Yolande Moreau (avec Ulrich Tukur) : une impressionnante composition (dr)
C'EST L'UN DES PLUS grands peintres naïfs. Née Séraphine Louis, en 1864, à Arsy-sur-Oise. Bonne à tout faire dès l'âge de 13 ans. Morte de faim, en 1942, comme d'autres pensionnaires de l'hôpital psychiatrique de Clermont-de-l'Oise, où elle était internée depuis 1932. Enterrée dans une fosse commune. Passée à la postérité sous le nom de Séraphine de Senlis.

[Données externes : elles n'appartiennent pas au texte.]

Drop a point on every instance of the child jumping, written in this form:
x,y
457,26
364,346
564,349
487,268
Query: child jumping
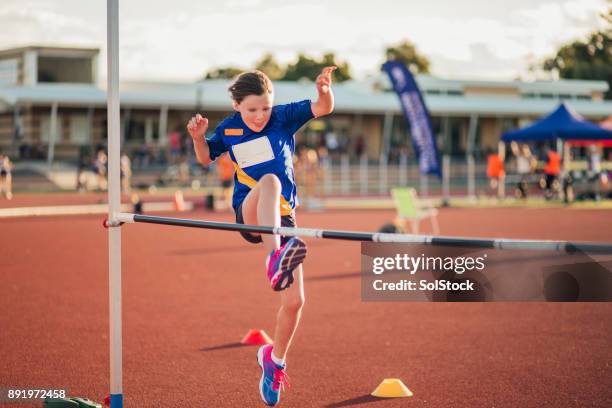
x,y
260,140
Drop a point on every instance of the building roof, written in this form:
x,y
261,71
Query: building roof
x,y
350,97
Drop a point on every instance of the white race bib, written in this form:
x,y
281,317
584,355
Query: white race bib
x,y
253,152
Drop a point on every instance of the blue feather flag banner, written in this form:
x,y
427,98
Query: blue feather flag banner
x,y
417,116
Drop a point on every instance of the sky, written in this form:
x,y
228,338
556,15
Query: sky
x,y
181,40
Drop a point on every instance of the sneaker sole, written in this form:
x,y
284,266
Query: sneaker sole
x,y
260,362
292,258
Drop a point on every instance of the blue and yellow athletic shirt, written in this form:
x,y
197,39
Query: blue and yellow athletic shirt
x,y
255,154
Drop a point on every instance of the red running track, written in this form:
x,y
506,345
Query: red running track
x,y
190,295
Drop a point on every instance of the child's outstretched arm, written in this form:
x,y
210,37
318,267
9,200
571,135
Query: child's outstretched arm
x,y
325,103
197,127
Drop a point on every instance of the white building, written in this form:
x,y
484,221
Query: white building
x,y
53,96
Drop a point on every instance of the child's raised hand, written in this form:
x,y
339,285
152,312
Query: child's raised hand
x,y
324,79
197,126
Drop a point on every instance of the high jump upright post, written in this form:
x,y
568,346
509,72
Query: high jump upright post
x,y
114,204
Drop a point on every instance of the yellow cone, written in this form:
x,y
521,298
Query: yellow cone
x,y
392,388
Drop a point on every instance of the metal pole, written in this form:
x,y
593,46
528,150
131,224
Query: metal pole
x,y
471,168
363,174
114,203
345,183
52,135
424,185
383,181
501,243
403,168
446,179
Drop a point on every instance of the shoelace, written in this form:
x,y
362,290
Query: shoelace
x,y
281,379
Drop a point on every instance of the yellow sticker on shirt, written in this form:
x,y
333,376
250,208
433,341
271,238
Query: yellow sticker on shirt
x,y
234,132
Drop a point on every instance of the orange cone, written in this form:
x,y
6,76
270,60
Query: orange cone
x,y
179,201
256,337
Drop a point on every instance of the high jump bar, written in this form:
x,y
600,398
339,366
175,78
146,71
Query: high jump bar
x,y
518,244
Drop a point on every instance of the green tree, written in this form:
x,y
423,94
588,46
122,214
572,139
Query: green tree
x,y
407,53
589,59
309,67
223,73
268,65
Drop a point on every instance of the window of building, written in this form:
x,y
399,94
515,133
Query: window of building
x,y
79,129
45,129
65,69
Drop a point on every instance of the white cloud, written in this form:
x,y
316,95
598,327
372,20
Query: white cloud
x,y
185,40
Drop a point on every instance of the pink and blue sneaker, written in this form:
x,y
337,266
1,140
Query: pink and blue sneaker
x,y
273,376
283,261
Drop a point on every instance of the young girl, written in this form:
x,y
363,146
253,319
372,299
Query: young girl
x,y
260,141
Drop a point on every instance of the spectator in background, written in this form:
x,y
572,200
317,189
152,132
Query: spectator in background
x,y
307,168
125,165
82,165
552,169
595,175
6,178
99,168
525,164
359,146
174,143
495,173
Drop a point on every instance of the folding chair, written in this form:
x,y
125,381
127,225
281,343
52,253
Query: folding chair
x,y
409,208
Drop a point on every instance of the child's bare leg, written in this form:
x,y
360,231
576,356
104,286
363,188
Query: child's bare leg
x,y
262,207
292,301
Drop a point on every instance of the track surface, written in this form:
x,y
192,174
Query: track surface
x,y
189,296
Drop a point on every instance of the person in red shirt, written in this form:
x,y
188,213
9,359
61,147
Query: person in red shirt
x,y
552,169
495,173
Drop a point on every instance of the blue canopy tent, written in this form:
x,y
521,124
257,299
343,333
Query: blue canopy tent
x,y
563,124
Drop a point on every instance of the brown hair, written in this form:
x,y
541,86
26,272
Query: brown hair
x,y
250,83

Pour son troisième film (après « Tortilla y Cinema » et le sensible « Ventre de Juliette »), Martin Provost s'est penché sur le destin de Séraphine, qu'il voit avant tout comme une femme libre, et sur l'énigme du jaillissement créatif, de l'art brut. Il a choisi une période essentielle de la vie de Séraphine, sa rencontre avec le collectionneur allemand Wilhelm Uhde, venu se reposer à Senlis, en 1912, et chez lequel elle fait le ménage. Premier acheteur de Picasso, découvreur du Douanier Rousseau, c'est lui qui la fera connaître, après la guerre, à la fin des années 1920.

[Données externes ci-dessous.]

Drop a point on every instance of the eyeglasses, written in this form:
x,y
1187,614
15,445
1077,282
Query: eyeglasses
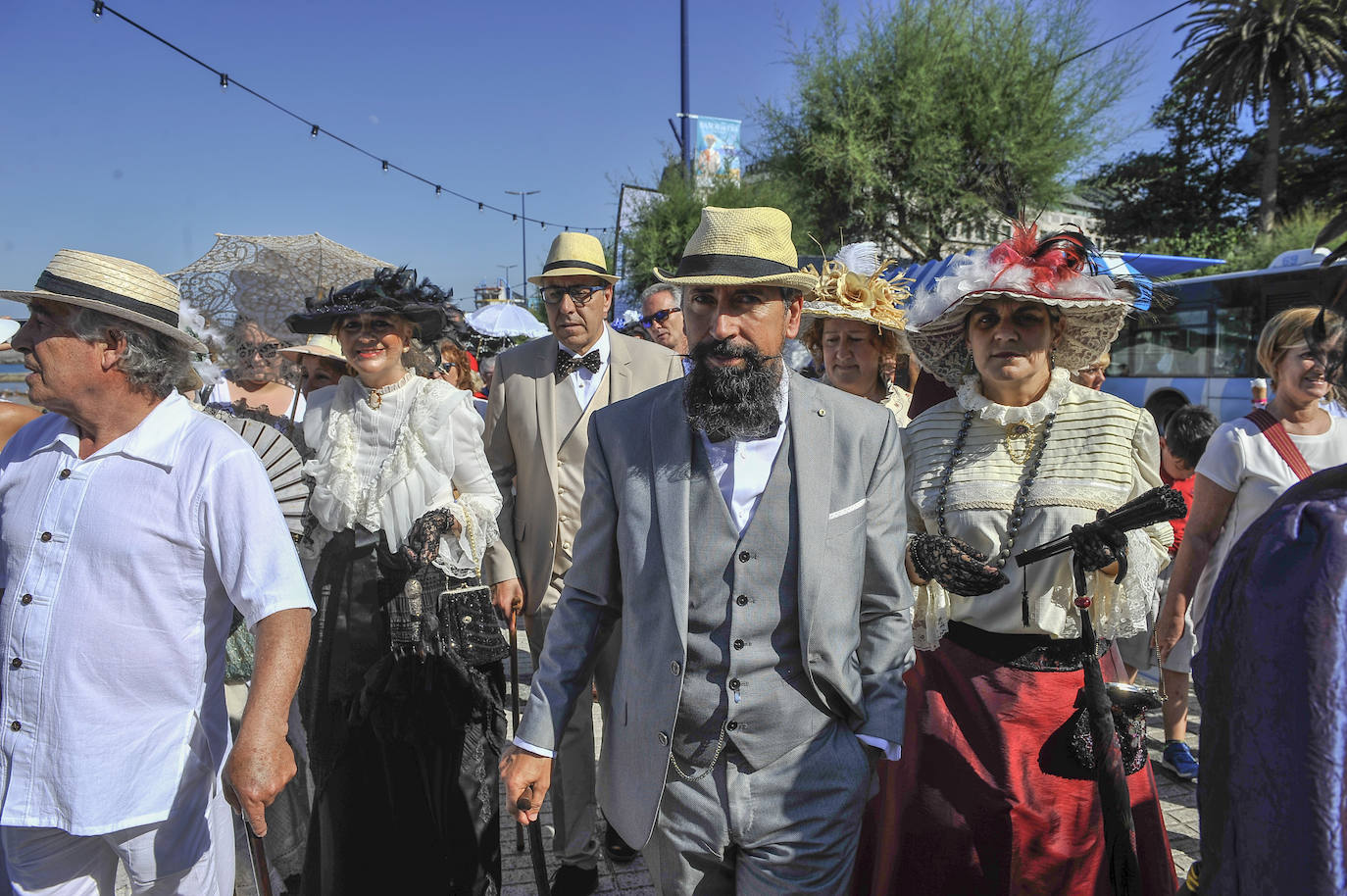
x,y
659,317
269,351
579,294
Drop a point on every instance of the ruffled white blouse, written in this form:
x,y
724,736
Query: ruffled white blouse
x,y
1101,453
382,468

Entre l'autodidacte qui entend des voix et l'esthète raffiné qui vend pour collectionner, et non le contraire, se noue une relation heurtée mais profonde. Aussi différents qu'on peut l'être, ils sont réunis, face à un monde extérieur hostile, difficile (la guerre, la haine antiallemande, la crise de 1929), par la passion de la peinture.
Ambiguïtés et mystère.
Le réalisateur décrit ces deux êtres en souffrance sans chercher à les expliquer. Ils gardent leurs ambiguïtés, leur mystère. On ne saura pas pourquoi Séraphine peint ces arbres-bouquets foisonnant de fleurs, de feuilles et de fruits (image de l'inconscient ?). On ne s'appesantira pas sur ses pathologies ( «idées délirantes systématisées de persécution, hallucinations psychosensorielles, troubles de la sensibilité profonde…», dit le diagnostic de Clermont-de-l'Oise).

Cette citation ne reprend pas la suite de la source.